A new book about the murder is out and the woman whose accusations led to the brutal killing of the 14-year-old confessed that her story was a lie. Like Till’s killers, Carolyn Bryant Donham will not be brought to justice or face any charges for perjury.
Till’s mother, Mamie Till-Mobley, never found justice for her son before she died in 2003. Now, the last surviving figure in one of the most shocking murder cases from the Jim Crow era will mostly likely go unpunished.
Legal analysts say the case involving Donham is too old to prosecute, and Till’s killers have been dead for a long time.
Till was a fun-loving teenager who lived in Chicago’s predominately Black Woodlawn neighborhood for years before he made a fateful trip to Mississippi at a time when many Blacks were being lynched and terrorized in the Deep South. Till and his mother are buried in Chicago’s Burr Oak Cemetery. Decades after he was buried, the teenager’s grave continues to draw more visitors than any other resting place in the cemetery on the city’s South Side.
Now, Till’s murder case is back in the national spotlight with a new book where Donham recants her story after more than 60 years of silence since Till was brutally killed by two White men in Money, Miss. In the book, “The Blood of Emmett Till,” Donham said she lied during the criminal trial before her husband, Roy Bryant, and J.W. Milam were acquitted after proceedings that lasted just over an hour.
In 2004, the late “60 Minutes” correspondent Ed Bradley located Donham at her home in Greenville, Miss. His cameraman captured her on video, but the journalists were chased away from the property after Donham’s son arrived. “The Blood of Emmett Till” is already drawing rave reviews from readers who have received an early copy of the book.
Written by Duke University scholar, Timothy B. Tyson, the book also chronicles the life of Donham, who is twice divorced and married three times.

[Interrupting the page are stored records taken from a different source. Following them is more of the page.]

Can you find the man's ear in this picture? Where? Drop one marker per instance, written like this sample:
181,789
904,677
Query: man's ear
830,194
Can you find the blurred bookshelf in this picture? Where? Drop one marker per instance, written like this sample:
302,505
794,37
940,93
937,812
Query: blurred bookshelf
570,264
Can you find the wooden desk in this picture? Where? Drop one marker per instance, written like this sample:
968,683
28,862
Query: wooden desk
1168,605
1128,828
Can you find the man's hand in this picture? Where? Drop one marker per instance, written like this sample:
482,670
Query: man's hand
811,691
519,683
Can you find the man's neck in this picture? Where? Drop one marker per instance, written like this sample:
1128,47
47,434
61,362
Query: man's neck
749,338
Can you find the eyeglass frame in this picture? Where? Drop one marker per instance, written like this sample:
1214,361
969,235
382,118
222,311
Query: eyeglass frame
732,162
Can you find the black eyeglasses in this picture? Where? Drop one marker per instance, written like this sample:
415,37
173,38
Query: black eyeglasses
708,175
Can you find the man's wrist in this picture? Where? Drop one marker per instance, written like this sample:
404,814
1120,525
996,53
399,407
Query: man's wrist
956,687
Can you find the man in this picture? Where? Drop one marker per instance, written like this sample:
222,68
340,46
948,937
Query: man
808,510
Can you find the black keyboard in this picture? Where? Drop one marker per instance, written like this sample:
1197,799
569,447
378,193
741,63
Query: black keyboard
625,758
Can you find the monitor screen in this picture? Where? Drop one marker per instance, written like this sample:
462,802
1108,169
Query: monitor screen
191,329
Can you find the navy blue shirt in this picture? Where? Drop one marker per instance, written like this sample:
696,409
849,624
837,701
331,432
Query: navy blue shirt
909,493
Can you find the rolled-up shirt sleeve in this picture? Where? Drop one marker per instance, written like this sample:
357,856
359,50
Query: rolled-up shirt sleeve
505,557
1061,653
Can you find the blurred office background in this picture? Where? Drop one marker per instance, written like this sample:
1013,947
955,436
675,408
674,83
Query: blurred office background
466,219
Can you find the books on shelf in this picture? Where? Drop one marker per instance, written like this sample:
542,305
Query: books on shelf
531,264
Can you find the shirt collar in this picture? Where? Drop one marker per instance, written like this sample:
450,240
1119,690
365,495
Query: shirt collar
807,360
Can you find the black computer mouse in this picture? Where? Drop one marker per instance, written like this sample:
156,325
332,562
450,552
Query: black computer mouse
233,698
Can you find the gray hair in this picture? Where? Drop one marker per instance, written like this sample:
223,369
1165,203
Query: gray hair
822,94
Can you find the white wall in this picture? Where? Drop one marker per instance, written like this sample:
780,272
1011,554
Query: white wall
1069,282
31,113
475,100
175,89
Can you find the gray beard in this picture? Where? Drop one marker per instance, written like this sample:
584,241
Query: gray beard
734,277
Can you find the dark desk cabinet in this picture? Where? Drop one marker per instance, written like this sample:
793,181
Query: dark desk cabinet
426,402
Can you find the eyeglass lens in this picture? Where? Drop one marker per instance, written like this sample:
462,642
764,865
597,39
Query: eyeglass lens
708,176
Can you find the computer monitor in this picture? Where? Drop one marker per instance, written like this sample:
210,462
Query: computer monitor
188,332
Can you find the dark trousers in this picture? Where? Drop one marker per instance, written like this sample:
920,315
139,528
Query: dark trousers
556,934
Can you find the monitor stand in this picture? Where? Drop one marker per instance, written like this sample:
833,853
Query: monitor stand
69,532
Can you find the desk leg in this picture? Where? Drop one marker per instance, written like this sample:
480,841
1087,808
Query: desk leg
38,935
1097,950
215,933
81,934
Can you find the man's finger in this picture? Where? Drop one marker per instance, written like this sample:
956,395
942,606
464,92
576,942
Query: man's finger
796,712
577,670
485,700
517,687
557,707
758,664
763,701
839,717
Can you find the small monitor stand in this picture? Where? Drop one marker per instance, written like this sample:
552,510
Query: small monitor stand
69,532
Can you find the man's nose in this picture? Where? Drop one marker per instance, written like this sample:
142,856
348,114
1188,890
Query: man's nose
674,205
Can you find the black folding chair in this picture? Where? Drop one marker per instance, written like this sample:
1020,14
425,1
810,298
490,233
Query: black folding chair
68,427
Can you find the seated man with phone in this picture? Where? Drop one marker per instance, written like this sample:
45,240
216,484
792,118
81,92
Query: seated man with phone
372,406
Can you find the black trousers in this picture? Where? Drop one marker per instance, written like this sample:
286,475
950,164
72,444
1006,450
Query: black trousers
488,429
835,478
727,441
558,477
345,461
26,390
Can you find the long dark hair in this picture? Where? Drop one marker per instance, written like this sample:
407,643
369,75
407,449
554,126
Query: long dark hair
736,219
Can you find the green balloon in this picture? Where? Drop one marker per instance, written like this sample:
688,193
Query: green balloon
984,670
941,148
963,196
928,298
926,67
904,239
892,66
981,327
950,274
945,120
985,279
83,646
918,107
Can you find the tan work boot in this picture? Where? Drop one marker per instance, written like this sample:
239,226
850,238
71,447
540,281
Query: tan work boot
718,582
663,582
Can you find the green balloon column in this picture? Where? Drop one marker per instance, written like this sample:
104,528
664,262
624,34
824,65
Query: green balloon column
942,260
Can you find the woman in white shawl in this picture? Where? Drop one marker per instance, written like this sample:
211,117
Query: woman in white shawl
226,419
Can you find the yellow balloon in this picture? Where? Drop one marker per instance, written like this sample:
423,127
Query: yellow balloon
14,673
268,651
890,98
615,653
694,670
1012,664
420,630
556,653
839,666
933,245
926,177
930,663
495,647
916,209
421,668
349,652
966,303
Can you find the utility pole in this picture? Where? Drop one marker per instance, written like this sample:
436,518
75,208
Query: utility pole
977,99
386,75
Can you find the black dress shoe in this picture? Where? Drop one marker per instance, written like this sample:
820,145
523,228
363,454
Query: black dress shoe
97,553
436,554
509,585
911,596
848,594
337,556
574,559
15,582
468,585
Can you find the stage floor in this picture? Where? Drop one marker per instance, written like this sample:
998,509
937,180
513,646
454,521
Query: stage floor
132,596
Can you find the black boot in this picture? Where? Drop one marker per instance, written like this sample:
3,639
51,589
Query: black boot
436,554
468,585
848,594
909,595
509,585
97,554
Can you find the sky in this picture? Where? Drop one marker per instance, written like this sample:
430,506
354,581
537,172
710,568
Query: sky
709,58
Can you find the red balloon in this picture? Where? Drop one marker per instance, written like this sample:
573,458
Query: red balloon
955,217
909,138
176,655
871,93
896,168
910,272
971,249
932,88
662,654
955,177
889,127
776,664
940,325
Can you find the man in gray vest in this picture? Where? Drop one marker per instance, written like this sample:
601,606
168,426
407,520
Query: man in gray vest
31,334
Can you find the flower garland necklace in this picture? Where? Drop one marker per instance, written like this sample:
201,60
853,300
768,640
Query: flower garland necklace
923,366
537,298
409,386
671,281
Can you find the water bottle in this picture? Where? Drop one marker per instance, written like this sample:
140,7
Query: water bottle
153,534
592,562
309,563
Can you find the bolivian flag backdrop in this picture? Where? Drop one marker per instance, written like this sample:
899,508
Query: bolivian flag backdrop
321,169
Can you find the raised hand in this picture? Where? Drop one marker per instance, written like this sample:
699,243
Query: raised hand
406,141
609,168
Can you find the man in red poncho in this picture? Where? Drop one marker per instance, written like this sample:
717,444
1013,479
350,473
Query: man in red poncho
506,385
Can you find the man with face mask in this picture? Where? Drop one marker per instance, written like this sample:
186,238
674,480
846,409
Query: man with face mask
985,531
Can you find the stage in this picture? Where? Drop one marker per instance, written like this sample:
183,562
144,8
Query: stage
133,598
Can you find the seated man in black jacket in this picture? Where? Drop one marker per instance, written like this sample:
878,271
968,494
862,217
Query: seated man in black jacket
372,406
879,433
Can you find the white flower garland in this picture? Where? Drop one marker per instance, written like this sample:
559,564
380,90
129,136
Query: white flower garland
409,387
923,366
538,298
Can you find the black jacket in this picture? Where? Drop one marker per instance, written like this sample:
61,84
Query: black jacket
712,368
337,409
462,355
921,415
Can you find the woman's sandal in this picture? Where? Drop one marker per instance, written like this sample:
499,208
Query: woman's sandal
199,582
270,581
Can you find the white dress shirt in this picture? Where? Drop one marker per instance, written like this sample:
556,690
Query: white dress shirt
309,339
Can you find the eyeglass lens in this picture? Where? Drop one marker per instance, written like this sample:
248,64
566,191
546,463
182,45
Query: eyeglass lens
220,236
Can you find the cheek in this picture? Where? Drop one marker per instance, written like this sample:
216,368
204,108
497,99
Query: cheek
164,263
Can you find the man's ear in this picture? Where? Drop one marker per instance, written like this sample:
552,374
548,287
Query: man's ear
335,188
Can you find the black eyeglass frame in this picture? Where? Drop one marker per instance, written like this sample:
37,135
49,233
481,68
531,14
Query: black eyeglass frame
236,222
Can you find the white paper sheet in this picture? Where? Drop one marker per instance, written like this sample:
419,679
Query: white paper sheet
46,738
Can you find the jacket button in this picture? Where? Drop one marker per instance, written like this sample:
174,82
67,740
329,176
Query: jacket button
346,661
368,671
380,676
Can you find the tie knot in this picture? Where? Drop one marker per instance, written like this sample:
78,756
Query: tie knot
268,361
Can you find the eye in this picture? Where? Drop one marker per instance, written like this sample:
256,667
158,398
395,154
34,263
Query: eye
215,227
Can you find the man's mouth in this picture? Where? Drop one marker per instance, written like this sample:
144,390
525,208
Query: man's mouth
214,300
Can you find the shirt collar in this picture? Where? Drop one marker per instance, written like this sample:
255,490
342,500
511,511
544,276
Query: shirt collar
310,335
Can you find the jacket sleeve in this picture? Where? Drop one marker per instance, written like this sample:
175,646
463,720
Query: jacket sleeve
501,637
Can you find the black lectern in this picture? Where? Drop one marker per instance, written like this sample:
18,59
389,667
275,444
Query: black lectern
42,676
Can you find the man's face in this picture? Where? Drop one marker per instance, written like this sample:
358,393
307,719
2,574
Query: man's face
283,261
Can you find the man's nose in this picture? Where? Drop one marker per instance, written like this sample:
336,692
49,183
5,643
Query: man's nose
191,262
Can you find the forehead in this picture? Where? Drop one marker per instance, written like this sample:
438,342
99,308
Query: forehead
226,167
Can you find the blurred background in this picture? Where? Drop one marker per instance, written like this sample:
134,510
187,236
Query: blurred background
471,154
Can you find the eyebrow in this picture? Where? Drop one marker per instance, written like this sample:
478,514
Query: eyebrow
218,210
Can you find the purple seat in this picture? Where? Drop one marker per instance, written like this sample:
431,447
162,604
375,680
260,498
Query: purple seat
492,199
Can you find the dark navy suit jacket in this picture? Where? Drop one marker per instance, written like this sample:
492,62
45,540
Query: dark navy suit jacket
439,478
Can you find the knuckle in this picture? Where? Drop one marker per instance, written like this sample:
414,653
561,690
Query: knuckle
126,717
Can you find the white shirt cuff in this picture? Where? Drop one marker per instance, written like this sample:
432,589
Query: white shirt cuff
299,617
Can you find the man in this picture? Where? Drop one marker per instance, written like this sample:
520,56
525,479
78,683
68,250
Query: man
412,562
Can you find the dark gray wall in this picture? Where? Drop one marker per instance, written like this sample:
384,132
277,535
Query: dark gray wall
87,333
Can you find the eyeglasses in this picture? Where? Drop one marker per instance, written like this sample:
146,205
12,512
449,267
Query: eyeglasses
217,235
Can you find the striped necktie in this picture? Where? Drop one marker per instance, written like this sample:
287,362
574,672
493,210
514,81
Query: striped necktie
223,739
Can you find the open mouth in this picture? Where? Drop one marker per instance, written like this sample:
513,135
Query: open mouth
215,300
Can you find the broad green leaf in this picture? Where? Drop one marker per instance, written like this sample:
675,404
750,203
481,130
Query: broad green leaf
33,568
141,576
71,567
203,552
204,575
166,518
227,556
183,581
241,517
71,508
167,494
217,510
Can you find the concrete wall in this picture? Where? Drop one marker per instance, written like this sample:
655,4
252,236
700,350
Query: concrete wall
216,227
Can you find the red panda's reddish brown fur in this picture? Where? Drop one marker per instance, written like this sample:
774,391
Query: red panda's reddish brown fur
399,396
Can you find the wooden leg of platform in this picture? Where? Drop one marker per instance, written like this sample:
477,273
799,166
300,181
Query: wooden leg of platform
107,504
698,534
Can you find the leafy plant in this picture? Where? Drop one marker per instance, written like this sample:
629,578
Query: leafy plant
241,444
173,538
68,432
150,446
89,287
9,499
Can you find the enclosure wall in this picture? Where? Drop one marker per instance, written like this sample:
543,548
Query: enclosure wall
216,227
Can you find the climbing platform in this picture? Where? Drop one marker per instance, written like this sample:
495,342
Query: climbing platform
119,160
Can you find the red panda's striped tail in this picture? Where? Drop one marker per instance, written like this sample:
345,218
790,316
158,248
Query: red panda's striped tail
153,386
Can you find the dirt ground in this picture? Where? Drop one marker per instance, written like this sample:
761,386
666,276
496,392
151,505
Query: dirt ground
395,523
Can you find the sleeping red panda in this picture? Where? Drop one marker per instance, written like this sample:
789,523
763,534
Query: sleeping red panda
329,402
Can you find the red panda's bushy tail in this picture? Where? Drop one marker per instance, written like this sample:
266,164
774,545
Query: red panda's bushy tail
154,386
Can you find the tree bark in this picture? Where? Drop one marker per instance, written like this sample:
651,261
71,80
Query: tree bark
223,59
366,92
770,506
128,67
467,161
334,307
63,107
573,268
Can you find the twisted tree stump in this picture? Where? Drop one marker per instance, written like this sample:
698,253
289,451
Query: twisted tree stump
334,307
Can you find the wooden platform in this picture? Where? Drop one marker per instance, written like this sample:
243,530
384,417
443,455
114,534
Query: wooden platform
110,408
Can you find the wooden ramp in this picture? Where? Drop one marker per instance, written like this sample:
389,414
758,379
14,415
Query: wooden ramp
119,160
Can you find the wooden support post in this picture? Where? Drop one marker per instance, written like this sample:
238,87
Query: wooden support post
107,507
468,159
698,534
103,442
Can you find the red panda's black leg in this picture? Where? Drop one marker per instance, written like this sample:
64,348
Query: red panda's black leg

The book also answers a question about the Till murder case that many Blacks knew for years: that Till did not flirt with Donham.
On “CBS This Morning,” Tyson said he was connected to Donham after her daughter-in-law called him and told him that she liked his previous book, “Blood Done Sign My Name.” At the time, Donham was writing her memoir, which she said won’t be made public until 2036.
As for Donham, she has nothing to worry about, despite her confession. In 2007, a grand jury decided not to indict Donham in the murder after an 8,000-page inquiry by the Federal Bureau of Investigation.
The U.S. Justice Department began an investigation into the Emmett Till lynching in 2004, Emmett’s body was exhumed for an autopsy, and the FBI rediscovered the long-missing trial transcript.